The Federal Reserve's Low-Rate Policy is expected to keep on the US economy expanding, reports showed. But this will create just few jobs and somewhat control inflation.
Economic growth rate during the past six months, ending in May 2010, is placed at .04%. The report also indicated that cost of living dropped, and claims for jobless benefits reached record high within that period.
Still, many noted economists forecast that the economic recovery is intact. The Fed stand pat on it's policies that controlled well the inflation problem. But indicators showed that the labor sector is still in an unstable position. This labor situation might have been affected by the European Debt Crises.
Data indicated that companies are cutting on some unnecessary expenses, and sometimes including payrolls, to maximize profits. Indicators showed that employment has grown slightly over the past months.

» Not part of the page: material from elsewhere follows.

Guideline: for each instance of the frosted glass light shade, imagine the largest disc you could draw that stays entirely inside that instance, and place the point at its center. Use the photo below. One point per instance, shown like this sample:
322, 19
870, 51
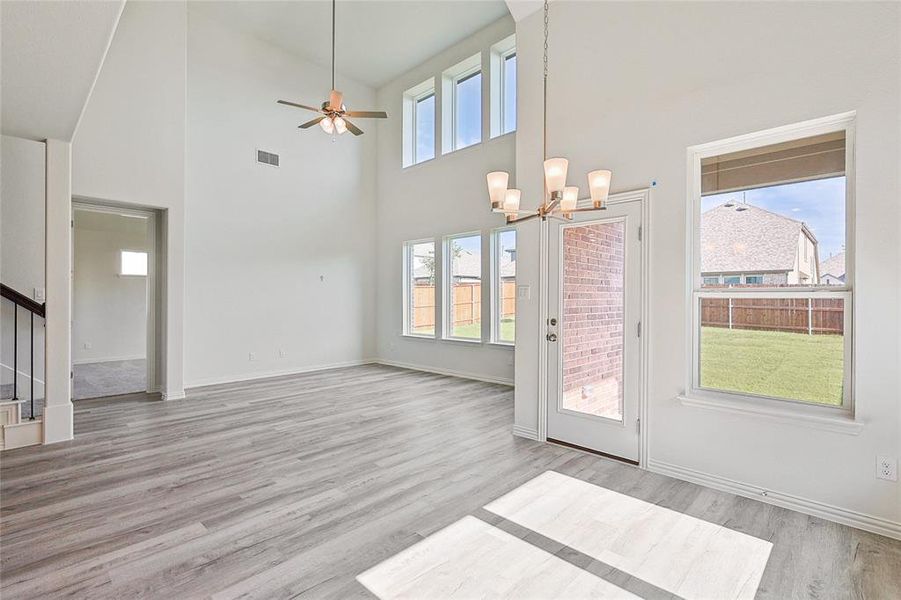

The Manufacturing Sector recovered out of the worst recession since 1930. Consumer prices rose by 2% during the12 months period ending in May; while gasoline prices dropped by 5.2% in May.
But some low-income customers are still feeling the pinch of recession, and are hunting for the cheapest buys. Many are still apprehensive on losing their jobs, while paying their mortgages.
However, this indicated that economic gains and rebound from recession are quite stable. It would not be affected by the European Debt Crises, according to experts.
"The European crisis is having an extremely mild impact," said Bank of Tokyo-Mitsubishi UFJ's Zentner. "While there are some signs it's affecting business sentiment, the effect is very limited at this time."